I think this year I am going to go for the auto front locker. If I hate it, I can always sell it I guess. I can't see sinking $800+ into a D30 for an ARB right now.

12-12-2012 04:35 PM
CJChet AUSSIE is great, I love mine. When you get into snow just treat it tender and use a light foot! I always tell my wife " drive like you have an egg under your right foot"!
12-12-2012 03:51 PM
Originally Posted by Dextreme View Post
Are you keeping your rear open?
Enough of the personal questions!

Get the aussie, you will be fine. you'll love it. Especially if its not a DD. mines a DD and I have one. The locker makes your front axle lock up. Therefore when it locks up hard (in 4wd) it will stay locked due to snow/ice. If you have enough traction, it will cause your tires to point and stay straight, so basically you can't turn. If you actually NEED 4wd, you should have enough slippage on the tires that you should be fine with it. Just remember. 4wd doesn't help you stop, it just helps you go. If you can't go without 4wd, then there is enough crap on the roads that the locker shouldn't affect you.
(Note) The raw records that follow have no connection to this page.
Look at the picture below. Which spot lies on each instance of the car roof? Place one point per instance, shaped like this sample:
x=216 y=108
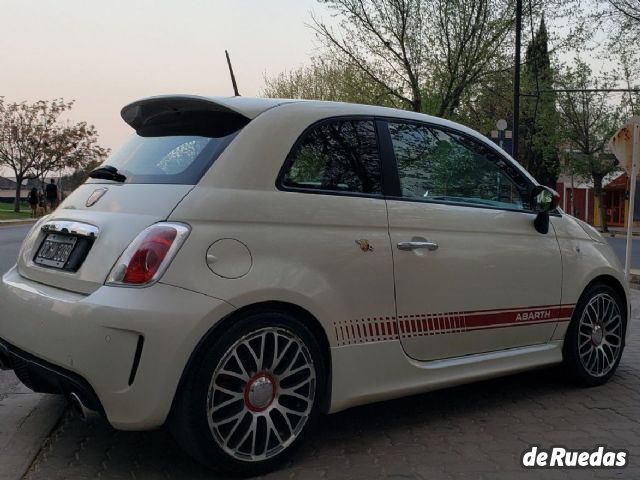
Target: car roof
x=136 y=113
x=250 y=107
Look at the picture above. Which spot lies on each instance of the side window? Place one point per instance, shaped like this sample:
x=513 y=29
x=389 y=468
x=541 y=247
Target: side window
x=339 y=155
x=435 y=164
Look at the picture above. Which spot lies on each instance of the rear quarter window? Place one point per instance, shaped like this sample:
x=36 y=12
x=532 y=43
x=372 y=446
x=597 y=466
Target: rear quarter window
x=339 y=155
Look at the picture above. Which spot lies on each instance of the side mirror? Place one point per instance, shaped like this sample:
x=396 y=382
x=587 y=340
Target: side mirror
x=543 y=200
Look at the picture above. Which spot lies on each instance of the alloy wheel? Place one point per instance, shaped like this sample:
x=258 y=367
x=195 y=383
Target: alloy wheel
x=600 y=335
x=261 y=394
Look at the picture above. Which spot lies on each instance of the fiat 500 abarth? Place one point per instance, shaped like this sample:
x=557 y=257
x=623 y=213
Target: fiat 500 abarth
x=242 y=266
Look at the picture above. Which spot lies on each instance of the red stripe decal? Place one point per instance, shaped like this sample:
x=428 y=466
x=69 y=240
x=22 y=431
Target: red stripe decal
x=411 y=325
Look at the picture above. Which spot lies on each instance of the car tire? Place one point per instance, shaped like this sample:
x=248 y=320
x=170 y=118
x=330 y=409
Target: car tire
x=252 y=395
x=596 y=335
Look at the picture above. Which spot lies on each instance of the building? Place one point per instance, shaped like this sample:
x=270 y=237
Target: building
x=577 y=198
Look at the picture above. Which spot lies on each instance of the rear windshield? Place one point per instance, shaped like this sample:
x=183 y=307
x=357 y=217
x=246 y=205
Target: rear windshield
x=177 y=159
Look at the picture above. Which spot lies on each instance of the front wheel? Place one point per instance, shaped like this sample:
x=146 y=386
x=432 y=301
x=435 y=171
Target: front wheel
x=595 y=338
x=254 y=395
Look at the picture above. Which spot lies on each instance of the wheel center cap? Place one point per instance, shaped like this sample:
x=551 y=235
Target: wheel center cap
x=597 y=335
x=259 y=392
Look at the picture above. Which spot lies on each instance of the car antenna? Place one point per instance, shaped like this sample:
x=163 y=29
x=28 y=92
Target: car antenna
x=233 y=77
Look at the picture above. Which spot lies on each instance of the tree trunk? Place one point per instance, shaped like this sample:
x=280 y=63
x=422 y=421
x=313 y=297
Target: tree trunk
x=17 y=201
x=573 y=191
x=599 y=191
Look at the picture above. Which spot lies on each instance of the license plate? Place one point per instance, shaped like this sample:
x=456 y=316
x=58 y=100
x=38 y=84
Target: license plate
x=55 y=250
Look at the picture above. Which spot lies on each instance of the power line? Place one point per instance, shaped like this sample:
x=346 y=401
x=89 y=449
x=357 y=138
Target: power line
x=581 y=90
x=516 y=81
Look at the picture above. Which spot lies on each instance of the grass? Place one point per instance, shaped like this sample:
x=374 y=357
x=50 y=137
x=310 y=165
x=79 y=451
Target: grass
x=7 y=213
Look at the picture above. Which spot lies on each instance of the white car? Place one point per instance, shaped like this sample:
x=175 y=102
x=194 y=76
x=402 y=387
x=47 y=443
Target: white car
x=242 y=266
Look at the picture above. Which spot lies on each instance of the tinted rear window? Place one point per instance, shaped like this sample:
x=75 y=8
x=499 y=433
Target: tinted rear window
x=175 y=146
x=180 y=159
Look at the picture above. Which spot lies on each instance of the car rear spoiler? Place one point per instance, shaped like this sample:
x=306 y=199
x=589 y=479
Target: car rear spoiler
x=183 y=115
x=173 y=108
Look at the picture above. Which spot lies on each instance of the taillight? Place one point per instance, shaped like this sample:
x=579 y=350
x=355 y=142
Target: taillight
x=149 y=255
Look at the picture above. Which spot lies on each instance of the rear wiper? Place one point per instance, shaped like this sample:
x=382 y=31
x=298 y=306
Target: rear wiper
x=108 y=173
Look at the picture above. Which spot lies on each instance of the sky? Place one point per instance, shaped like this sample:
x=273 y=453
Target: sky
x=105 y=54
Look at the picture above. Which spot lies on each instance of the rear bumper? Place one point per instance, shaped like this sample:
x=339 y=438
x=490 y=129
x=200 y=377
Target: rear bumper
x=42 y=376
x=122 y=350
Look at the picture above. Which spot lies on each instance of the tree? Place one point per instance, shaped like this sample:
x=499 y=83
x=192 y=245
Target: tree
x=589 y=120
x=426 y=54
x=626 y=15
x=34 y=141
x=539 y=115
x=325 y=78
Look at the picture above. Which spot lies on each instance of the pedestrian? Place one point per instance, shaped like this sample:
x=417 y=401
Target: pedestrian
x=41 y=201
x=33 y=201
x=52 y=195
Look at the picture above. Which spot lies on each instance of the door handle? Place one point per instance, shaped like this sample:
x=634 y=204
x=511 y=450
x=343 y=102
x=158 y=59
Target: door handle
x=431 y=246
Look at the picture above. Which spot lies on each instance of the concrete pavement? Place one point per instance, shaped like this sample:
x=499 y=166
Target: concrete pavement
x=26 y=418
x=476 y=431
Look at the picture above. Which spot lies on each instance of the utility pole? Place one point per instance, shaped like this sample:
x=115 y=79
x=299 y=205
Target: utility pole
x=233 y=77
x=516 y=80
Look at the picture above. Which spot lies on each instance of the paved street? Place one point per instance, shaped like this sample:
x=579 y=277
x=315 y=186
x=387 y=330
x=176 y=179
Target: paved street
x=476 y=431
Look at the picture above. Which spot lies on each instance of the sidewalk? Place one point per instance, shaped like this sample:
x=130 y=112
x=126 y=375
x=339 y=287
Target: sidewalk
x=26 y=421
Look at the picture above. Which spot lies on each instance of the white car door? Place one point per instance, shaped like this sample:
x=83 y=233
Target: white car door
x=472 y=274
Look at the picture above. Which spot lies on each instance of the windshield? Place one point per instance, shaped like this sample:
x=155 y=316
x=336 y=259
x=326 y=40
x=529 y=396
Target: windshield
x=179 y=159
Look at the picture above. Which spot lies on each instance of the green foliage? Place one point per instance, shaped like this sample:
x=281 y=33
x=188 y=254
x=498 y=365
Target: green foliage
x=539 y=115
x=589 y=119
x=325 y=78
x=34 y=141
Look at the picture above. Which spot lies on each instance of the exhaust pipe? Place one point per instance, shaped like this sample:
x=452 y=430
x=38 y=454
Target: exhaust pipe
x=4 y=363
x=83 y=412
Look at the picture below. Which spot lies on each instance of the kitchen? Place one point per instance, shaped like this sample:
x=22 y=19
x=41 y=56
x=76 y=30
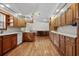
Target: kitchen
x=41 y=29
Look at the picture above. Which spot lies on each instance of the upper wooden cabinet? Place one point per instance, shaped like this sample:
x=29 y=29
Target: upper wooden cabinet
x=19 y=22
x=2 y=21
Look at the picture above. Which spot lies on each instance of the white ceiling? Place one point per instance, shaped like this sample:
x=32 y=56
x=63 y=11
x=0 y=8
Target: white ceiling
x=45 y=9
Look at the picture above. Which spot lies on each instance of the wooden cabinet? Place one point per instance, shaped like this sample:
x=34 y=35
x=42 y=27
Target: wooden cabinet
x=6 y=43
x=51 y=36
x=62 y=44
x=63 y=19
x=14 y=40
x=70 y=46
x=19 y=22
x=3 y=21
x=28 y=37
x=9 y=42
x=69 y=16
x=0 y=45
x=56 y=39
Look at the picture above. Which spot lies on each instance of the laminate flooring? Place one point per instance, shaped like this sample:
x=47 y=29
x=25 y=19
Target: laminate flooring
x=41 y=47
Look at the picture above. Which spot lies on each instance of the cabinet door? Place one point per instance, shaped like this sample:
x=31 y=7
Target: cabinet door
x=0 y=45
x=3 y=22
x=69 y=16
x=14 y=40
x=62 y=20
x=51 y=36
x=70 y=46
x=28 y=37
x=62 y=44
x=6 y=43
x=56 y=39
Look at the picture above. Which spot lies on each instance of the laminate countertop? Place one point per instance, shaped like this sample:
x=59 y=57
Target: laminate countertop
x=65 y=34
x=3 y=34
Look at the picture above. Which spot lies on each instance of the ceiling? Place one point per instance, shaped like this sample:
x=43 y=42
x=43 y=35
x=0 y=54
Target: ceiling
x=45 y=10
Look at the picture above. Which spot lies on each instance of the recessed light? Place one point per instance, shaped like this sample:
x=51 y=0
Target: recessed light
x=1 y=5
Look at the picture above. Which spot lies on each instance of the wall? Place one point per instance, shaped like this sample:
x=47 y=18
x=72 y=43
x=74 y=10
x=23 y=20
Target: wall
x=11 y=30
x=41 y=26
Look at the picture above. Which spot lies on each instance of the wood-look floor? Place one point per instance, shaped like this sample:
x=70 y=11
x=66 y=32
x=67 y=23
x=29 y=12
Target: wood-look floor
x=41 y=47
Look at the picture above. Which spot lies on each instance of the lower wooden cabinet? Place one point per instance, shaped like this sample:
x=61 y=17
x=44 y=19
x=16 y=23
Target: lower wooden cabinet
x=70 y=46
x=28 y=37
x=0 y=45
x=51 y=36
x=14 y=40
x=7 y=42
x=56 y=40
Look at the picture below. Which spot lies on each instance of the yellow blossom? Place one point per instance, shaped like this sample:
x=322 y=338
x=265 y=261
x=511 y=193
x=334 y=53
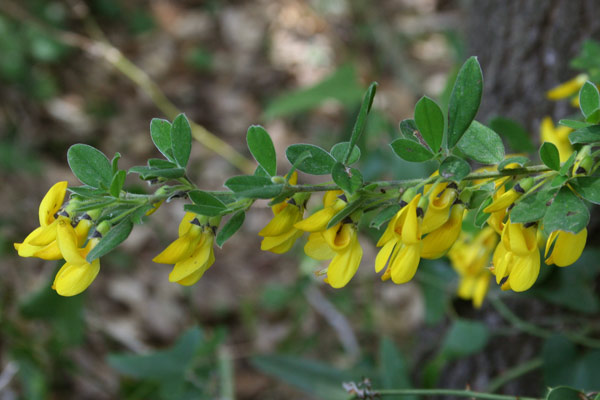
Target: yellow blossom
x=567 y=247
x=192 y=253
x=559 y=136
x=401 y=242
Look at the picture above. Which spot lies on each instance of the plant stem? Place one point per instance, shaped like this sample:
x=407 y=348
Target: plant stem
x=448 y=392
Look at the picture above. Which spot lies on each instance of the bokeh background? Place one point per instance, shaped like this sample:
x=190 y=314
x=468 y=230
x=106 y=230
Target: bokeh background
x=259 y=325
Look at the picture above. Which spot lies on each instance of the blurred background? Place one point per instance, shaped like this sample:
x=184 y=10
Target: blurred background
x=259 y=325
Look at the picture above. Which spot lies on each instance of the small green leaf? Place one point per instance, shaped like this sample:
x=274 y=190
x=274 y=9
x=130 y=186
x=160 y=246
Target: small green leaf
x=361 y=119
x=588 y=187
x=345 y=212
x=384 y=216
x=589 y=99
x=574 y=124
x=464 y=338
x=591 y=134
x=90 y=165
x=262 y=149
x=320 y=161
x=206 y=203
x=464 y=100
x=251 y=186
x=160 y=131
x=521 y=160
x=115 y=162
x=482 y=144
x=430 y=122
x=411 y=151
x=549 y=156
x=350 y=181
x=181 y=140
x=454 y=168
x=566 y=213
x=230 y=227
x=151 y=173
x=339 y=150
x=531 y=208
x=566 y=167
x=112 y=239
x=517 y=137
x=117 y=183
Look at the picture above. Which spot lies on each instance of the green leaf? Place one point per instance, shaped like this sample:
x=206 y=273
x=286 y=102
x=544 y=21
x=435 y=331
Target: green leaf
x=521 y=160
x=384 y=216
x=591 y=134
x=464 y=338
x=345 y=212
x=338 y=151
x=430 y=122
x=151 y=173
x=564 y=169
x=251 y=186
x=206 y=203
x=181 y=140
x=454 y=168
x=361 y=119
x=393 y=369
x=482 y=144
x=531 y=208
x=342 y=85
x=319 y=163
x=159 y=163
x=112 y=239
x=566 y=213
x=549 y=156
x=90 y=165
x=517 y=137
x=117 y=183
x=589 y=100
x=574 y=124
x=115 y=162
x=588 y=187
x=163 y=364
x=565 y=393
x=262 y=149
x=464 y=100
x=350 y=181
x=160 y=131
x=230 y=227
x=315 y=378
x=411 y=151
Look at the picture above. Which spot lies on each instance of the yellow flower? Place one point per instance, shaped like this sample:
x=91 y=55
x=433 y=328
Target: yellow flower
x=568 y=88
x=402 y=244
x=76 y=274
x=192 y=253
x=567 y=247
x=559 y=136
x=438 y=242
x=441 y=197
x=338 y=243
x=470 y=257
x=516 y=258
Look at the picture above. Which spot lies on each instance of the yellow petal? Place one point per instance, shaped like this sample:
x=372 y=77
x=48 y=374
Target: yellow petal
x=67 y=243
x=52 y=202
x=567 y=248
x=316 y=247
x=181 y=248
x=74 y=279
x=344 y=265
x=199 y=260
x=282 y=222
x=404 y=265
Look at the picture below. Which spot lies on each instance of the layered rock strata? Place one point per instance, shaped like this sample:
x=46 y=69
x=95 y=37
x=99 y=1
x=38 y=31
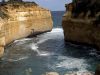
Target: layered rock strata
x=81 y=22
x=21 y=19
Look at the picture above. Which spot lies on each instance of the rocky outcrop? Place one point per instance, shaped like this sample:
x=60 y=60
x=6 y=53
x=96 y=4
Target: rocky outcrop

Now if the road is spotty, I would avoid the 4wd. You will have to learn to drive with it, but it is very manageable. Offroad it will be a ton of fun as well. Lockers are great.
12-12-2012 03:36 PM
99Dodge I always figured it would do slightly better, since everyone seems to say front wheel drive cars are amazing in the snow and ice. As long as you arent trying to take a corner faster than you eould in 2wd i really dont see a problem. I know a lot of people think because they have 4wda they can drive normally in snow and ice (i live in a college town and i always see more 4ewd trucks stuck than anything else when it snows or ices). Dont gouge the pedal and you shouldnt have a problem with a locked front end.
12-12-2012 03:03 PM
Dextreme Are you keeping your rear open?
12-12-2012 03:01 PM
Aussie Locker D30 Input

I am going to install an Aussie locker up front in my D30. Everything I have read says they handle bad in the snow and ice. My question is: How exactly does it drive differently. What are the characteristics of the jeep when in those conditions. I live in Washington state, get snow and will probably be wheeling in the snow. The jeep is not my daily driver, just a toy. I know most of you will say get a selectable, but again its just a toy and I dont want to spend the extra money on one.

Some one please explain how it will react in those conditions.